Case study
From never-audited to defensible
A long-established Southern California nonprofit came to us with a Squarespace site that had never been audited for accessibility. Here is what we found, what we fixed, and what they keep on file.
What we found
The usual problems, accumulated over years
Like most small-organization sites, nobody had done anything wrong on purpose. Issues had simply accumulated: not a single image on the site had alt text, several of the theme's color styles failed WCAG's minimum contrast requirement, and downloadable PDFs were unreadable to a screen reader.

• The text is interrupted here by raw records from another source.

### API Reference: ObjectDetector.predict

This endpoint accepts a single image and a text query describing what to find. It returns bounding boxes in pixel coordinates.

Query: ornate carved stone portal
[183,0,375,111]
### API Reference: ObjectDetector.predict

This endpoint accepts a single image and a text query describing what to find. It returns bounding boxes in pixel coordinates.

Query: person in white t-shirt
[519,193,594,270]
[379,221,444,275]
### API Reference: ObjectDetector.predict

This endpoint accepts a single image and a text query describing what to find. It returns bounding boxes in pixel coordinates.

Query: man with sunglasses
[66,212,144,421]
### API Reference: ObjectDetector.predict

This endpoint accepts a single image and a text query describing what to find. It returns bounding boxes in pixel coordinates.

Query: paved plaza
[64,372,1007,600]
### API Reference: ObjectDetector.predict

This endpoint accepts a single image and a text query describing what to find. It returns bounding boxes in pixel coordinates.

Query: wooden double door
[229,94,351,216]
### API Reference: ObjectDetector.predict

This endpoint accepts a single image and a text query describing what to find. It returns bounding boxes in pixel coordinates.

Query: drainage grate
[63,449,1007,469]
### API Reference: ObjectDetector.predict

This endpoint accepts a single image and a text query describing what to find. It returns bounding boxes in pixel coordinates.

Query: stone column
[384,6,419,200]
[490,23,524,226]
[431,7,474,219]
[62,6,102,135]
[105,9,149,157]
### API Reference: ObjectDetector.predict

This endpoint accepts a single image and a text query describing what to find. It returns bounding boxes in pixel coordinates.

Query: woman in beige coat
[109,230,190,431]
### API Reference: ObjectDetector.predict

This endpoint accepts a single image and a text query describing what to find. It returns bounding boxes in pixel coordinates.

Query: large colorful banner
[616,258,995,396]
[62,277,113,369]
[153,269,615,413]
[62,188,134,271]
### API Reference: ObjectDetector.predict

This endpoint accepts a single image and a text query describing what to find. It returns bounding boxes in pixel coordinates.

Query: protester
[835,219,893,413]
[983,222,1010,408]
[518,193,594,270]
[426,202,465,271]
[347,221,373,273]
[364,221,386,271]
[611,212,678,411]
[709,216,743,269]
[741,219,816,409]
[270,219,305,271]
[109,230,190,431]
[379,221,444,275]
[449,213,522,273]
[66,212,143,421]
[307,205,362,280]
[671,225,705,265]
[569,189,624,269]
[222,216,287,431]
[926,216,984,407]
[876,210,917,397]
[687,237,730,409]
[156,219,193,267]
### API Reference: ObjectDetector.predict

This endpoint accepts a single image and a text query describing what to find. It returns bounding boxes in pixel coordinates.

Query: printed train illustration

Every one of those gaps is exactly what a plaintiff's automated scanner flags, and in California each cited violation carries a $4,000 statutory minimum under the Unruh Act, plus attorney's fees. Cleaning up 80-plus missing alt texts before a demand letter arrives costs a small fraction of responding to one after.
80+
Images given descriptive alt text. The site previously had none.
3 of 8
Theme color styles in use that failed WCAG AA contrast, all fixed to meet the 4.5:1 requirement.
100%
Of major pages verified navigable and usable by keyboard alone, no mouse required.
1
Dated remediation record delivered, documenting every issue, every fix, and the testing methodology.
What we did
A full WCAG 2.2 AA audit, then fixes in their CMS
Automated scanning plus manual keyboard and screen-reader testing, because scanners catch less than half of real-world issues. All remediation was done directly in Squarespace.
Remediated
- Descriptive alt text written and added for 80+ images
- Three failing theme color styles brought up to the AA 4.5:1 contrast ratio, with before-and-after ratios recorded
- Keyboard-only navigation verified across all major pages
- A full NVDA screen-reader walkthrough with findings logged
Documented honestly, including the limits
Not everything can be fixed inside a hosted platform, and pretending otherwise is how vendors get clients sued. The record also documents what Squarespace itself does not allow: full ARIA injection, and heading restructures that would require a design migration. Flagged PDFs came with a concrete recommendation for accessible alternatives. If a claim ever cites those areas, the organization can show they were identified, assessed, and addressed as far as the platform permits.
The deliverable
A dated remediation record they keep on file
If a demand letter ever arrives, this organization is not starting from zero. They have dated evidence of a good-faith, professionally documented accessibility effort: every issue found, every fix made, the exact contrast ratios measured, and the testing methodology used. That is what their attorney would work with, and it is what makes them a far less attractive target than a site that has never been touched.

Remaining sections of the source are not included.